For weeks, the percentage of positive COVID-19 tests at Aspen Valley Hospital per week barely cracked 5%. That rate crept up to 6% and is up to 7% over the last 14 days. If it were to reach 10%, that would qualify as “concerning” and would lead health officials to reassess public health measures.
The latest testing data reflects virus transmission that could have occurred over Memorial Day weekend but likely does not yet show any transmission that could have occurred during protests.
In Thursday's meeting, Charles Spickert, Pitkin County epidemiologist, compared controlling the virus to the carnival game “whack-a-mole.” Spread starts off slowly and is easy to monitor, but can pick up pace quickly. He said the county is still in “slow mode,” but emphasized the need to keep increasing testing and contact tracing capacity for when cases pick up.
The number of visits to Aspen Valley Hospital’s testing facility is also steadily increasing, but health officials said the hospital’s testing capacity is expected to keep pace with demand.
“We’re not anywhere close to what would be a problem at this point,” Spickert said, in regards to testing capacity.
Tests are currently available to anyone with symptoms after a referral from a primary care provider. There are currently no plans to expand testing availability to asymptomatic people.
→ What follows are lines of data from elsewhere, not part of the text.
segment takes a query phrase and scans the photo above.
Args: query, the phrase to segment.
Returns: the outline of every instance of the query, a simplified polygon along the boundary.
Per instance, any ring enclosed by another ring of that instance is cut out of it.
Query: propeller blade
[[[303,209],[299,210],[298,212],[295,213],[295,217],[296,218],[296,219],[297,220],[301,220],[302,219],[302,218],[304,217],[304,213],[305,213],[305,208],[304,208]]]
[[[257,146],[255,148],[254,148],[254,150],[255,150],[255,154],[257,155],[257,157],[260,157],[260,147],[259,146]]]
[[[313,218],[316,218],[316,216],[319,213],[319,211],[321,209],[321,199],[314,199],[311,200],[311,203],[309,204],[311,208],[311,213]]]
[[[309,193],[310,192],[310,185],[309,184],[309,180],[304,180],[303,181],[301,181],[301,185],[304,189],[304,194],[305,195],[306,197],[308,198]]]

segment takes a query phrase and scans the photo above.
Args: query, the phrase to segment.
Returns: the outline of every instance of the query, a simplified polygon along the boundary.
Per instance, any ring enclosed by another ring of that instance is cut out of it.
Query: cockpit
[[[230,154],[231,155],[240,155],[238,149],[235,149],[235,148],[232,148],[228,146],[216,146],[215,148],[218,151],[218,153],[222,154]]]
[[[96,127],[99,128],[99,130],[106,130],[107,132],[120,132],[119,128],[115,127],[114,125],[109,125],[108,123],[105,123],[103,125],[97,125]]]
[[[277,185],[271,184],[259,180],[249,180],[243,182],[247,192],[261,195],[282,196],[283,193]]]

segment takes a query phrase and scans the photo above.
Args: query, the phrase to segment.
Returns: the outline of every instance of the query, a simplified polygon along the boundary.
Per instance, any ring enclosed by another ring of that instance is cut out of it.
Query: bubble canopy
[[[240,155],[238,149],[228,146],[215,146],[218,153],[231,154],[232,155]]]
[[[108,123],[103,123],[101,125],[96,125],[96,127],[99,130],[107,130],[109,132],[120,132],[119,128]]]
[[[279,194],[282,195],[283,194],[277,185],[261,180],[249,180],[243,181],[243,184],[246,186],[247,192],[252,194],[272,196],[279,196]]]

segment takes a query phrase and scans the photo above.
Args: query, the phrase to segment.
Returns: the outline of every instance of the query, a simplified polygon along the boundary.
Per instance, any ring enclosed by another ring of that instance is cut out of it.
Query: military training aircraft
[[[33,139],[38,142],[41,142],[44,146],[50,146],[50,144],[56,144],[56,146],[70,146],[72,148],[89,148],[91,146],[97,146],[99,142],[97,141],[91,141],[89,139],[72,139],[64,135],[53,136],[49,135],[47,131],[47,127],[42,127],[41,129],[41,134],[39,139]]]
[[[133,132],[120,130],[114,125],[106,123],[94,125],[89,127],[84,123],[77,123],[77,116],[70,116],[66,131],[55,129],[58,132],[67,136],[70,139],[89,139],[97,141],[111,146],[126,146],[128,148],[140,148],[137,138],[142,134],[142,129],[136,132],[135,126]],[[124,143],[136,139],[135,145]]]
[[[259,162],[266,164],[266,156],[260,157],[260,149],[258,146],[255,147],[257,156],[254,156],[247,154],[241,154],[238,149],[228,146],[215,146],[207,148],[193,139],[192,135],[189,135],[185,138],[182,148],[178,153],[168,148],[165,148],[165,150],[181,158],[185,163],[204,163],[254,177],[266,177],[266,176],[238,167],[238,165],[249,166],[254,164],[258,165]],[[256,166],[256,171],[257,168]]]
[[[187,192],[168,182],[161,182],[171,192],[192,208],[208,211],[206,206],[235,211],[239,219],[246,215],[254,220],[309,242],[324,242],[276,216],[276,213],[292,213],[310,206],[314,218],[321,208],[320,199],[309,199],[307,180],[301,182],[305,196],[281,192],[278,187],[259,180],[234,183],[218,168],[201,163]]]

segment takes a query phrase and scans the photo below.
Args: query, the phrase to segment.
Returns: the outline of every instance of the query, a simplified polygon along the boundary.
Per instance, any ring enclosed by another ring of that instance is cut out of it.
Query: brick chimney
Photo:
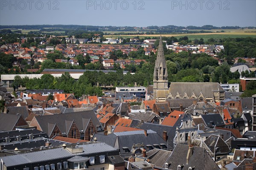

Health officials emphasized the importance of the county’s “five commitments,” a list of practices which help curtail the spread of the virus – maintaining six feet of distance from people outside of one’s household, washing hands often, wearing a face covering in public, staying home when sick and getting tested if one feels symptoms. Multiple Board of Health members raised concerns that some people may not be following those commitments in public.
“This is something we’ve got to do together,” said Jon Peacock, Pitkin County Manager, in a call with reporters after Thursday’s meeting. “It’s got to be a community effort. It’s got to be an individual effort. Just passing a public health order or relying on somebody from the government to be there to tell you what you’re supposed to do at every moment is not going to protect us from this virus. We need people to take responsibility.”